Ich möchte die Männer kennenlernen, die in den USA die Namen für die Überwachungssysteme erfinden. Da war doch vor kurzem erst eine Episode mit einem Projekt namens "Total Awareness Information", um sich nicht den Zorn der US-Bürgerrechtler einzuhandeln, wurde es kurzerhand in "Terrorist Information Awareness" umgetauft, um dann endgültig zu sterben (der WebStandard berichtete). Aber dann kurze Zeit später wieder als "light-Version" "auf den Markt zu kommen. Schöpfer dieser Programme war die Defense Advanced Research Projects Agency (DARPA), die auch das "Combat Zones That See"-System - ebenfalls unter heftiger Kritik - erdachte. Ein weiterer "Meilenstein" der Überwachungssystemnamensgebung ist sicherlich "Carnivore". Wer ein System, das angeblich nur nutzt und nicht schadet und alle beschützt und niemanden ausspioniert, "Fleischwolf" nennt, darf über so manche Verwunderung der Kritiker nicht erstaunt sein.

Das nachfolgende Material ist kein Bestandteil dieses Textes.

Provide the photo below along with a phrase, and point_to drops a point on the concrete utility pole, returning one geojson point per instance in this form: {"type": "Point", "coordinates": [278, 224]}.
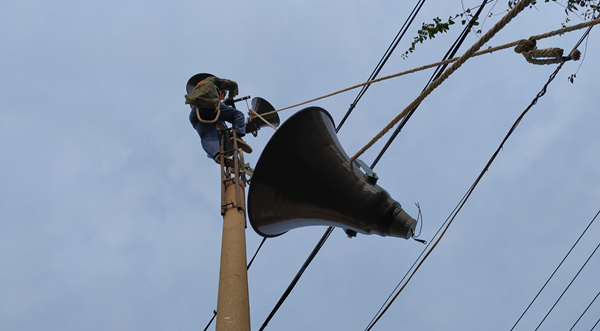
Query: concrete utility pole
{"type": "Point", "coordinates": [233, 304]}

Wer nennt ein Überwachungssystem Matrix?

Nun kommen wir wieder zurück zum Ausgangspunkt: Sitzt in der DARPA ein Mann, der eine Visitenkarte vorlegen kann auf der steht "Chief Executive Manager of Advanced Name-Design"? Ist dieser Mann auf die glorreiche Idee gekommen ein Überwachungssystem mit dem Namen "Matrix" zu schaffen? Könnte es sein, dass dieser Mann ein Zyniker ist? Oder hat er die Kinofilme falsch interpretiert und hält Keanu Reeves für den Bösewicht? Leider habe ich keine Ahnung - aber ich würde ihn gerne zu einem Interview bitten.(grex)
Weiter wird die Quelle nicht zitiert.